Je quitte l'immeuble, la main agrippée à mon sac. Si ça ne tenait qu'à moi, j'aurais déjà un de ces cachets sous la langue, mais je ne veux pas de cette faiblesse. Devenir dépendante de ce faux sentiment de sécurité.

Le trajet est rapide, malgré la distance qui me sépare du centre. Les transports ne sont pas une option. Ils déclencheraient forcément une crise et je me retrouverais à rebrousser chemin. Cette option n'est même pas envisageable.

J'arrive enfin à la bonne adresse et lève la tête pour observer le centre. Il ressemble à une ancienne église ou à un ancien temple. Des escaliers en pierre mènent à de grandes portes en bois ouvertes. Je monte les marches et entre pour me retrouver devant l'accueil.
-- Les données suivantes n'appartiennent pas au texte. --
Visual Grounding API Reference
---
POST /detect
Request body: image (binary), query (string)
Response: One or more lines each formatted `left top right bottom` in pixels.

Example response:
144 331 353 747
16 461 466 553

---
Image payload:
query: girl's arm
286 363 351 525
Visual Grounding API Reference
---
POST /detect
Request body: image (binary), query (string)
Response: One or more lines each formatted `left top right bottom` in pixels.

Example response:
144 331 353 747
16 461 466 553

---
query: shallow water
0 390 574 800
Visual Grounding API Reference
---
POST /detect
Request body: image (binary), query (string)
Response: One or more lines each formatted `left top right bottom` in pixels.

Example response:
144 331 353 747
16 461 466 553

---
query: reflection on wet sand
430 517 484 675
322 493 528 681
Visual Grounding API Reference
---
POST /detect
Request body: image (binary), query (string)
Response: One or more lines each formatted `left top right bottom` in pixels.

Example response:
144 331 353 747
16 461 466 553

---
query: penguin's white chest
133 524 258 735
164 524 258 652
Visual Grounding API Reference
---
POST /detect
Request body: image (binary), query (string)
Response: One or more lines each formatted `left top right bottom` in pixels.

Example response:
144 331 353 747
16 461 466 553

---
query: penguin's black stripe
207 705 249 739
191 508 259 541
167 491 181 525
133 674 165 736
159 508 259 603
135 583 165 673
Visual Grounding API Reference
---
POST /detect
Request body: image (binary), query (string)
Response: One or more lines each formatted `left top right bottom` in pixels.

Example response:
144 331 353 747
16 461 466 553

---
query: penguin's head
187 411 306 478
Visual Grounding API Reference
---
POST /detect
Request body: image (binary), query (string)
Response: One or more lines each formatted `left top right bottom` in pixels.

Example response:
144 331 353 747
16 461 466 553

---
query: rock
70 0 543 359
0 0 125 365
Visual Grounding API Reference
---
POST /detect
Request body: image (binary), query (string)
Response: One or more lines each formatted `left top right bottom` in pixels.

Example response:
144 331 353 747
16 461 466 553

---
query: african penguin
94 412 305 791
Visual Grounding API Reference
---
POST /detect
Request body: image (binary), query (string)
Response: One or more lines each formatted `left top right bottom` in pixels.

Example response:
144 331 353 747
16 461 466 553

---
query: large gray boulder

Une jeune femme trifouille dans ses papiers et ne semble pas m'avoir remarquée. Je ramène mes cheveux sur le devant du visage et baisse au maximum mon pull large. Il fait chaud aujourd'hui, mais sortir sans ce camouflage, je ne peux pas. J'attends que la jeune femme me regarde, mais elle ne relève pas la tête. Un coup d'œil autour de moi me permet découvrir qu'un gars est assis sur les sièges à ma gauche. Le nez dans son téléphone, il a l'air de se foutre d'être là. Je détourne rapidement le visage. Il faut qu'elle me voie vite. Je me racle la gorge, mais elle ne semble pas m'entendre. Je devrais peut-être juste faire demi-tour et rentrer. Peut-être est-ce un signe pour me dire : « retourne chez toi Fall' personne ne veut de toi. ». Oui, c'est sans doute ça. Je joue nerveusement avec mes ongles, partagée entre le courage et la crainte de rester.